I am trying to scrape a list of links in this format using DOM:
<h2 class="h2"><a href="this-is-a-link">List item 1</a></h2>
<h2 class="h2"><a href="this-is-another-link">List item 2</a></h2>
<h2 class="h2"><a href="and-another">List item 3</a></h2>
I need to have both the contents of the <h2>
(e.g. "List item 1") and the accompanying href
(e.g. "this-is-a-link") as variables in PHP.

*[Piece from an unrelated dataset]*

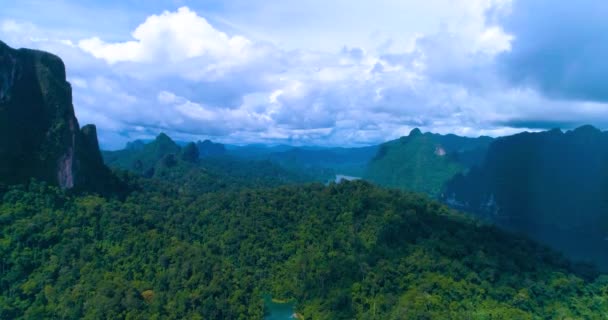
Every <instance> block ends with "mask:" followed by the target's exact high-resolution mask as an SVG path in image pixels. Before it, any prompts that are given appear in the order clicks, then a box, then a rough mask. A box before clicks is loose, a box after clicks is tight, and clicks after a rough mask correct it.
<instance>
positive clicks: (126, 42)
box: [0, 0, 608, 147]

I can scrape each one separately using a foreach
loop but once I try to print both at once by nesting foreach
loops, I get each <h2>
repeating itself several times.
Am I on the right track, or is there a better way to go about this?
Edit
I should say that I'm scraping a variety of sites and some have the format above but for others the <a>
is else where, e.g. in the containing div.
Here is my code:
function jobscrape($name, $url, $jobpage_url_root, $job_title_location, $job_title_url_location, $job_text) {
echo "<h3>".$name."</h3>";
// CREATE NEW DOM DOCUMENT BASED ON JOBLIST URL
$html = file_get_contents($url);
$doc = new DOMDocument();
libxml_use_internal_errors(TRUE);
// CHECK IF ANY HTML IS RETURNED (I.E. IF ABOVE HAS WORKED)
if(!empty($html)) {
// LOAD HTML INTO DOM DOCUMENT, CREATE NEW XPATH AND SET VARIABLE FOR THE JOB TITLE LOCATION
$doc->loadHTML($html);
libxml_clear_errors(); // remove errors for yucky html
$xpath = new DOMXPath($doc);
// LOOP THROUGH JOBS LIST
$row = $xpath->query("$job_title_location");
// CHECK IF THERE ARE ANY ROWS MATCHING THE ABOVE LOCATION
if ($row->length > 0) {
// PULL THOSE ROWS INTO AN ARRAY
foreach ($row as $jobpage_titles) {
// SET THE JOBPAGE TITLE VARIABLE
$jobpage_title = $jobpage_titles->nodeValue;
// echo $jobpage_title."<br>";
// LOOP THROUGH JOBS PAGE URLS
$row2 = $xpath->query("$job_title_url_location");
// CHECK IF THERE ARE ANY ROWS MATCHING THE ABOVE LOCATION
if ($row2->length > 0) {
//echo $jobpage_title." - hello<br>";
// PULL THOSE ROWS INTO AN ARRAY
foreach ($row2 as $jobpage_urls) {
// TRY TO PRINT VARIABLE FROM BEFORE
$href = $jobpage_url_root.$jobpage_urls->attributes->getNamedItem('href')->value;
echo "<a href='".$href."'>".$jobpage_title."</a><br>";
}
}
}
}
}
}
My out put is each list element printed one time for every URL, e.g.:
<h2 class="h2"><a href="this-is-a-link">List item 1</a></h2>
<h2 class="h2"><a href="this-is-another-link">List item 1</a></h2>
<h2 class="h2"><a href="and-another">List item 1</a></h2>
<h2 class="h2"><a href="this-is-a-link">List item 2</a></h2>
<h2 class="h2"><a href="this-is-another-link">List item 2</a></h2>
<h2 class="h2"><a href="and-another">List item 2</a></h2>
<h2 class="h2"><a href="this-is-a-link">List item 3</a></h2>
<h2 class="h2"><a href="this-is-another-link">List item 3</a></h2>
<h2 class="h2"><a href="and-another">List item 3</a></h2>
Just on a bigger scale because I'm scraping more than three things.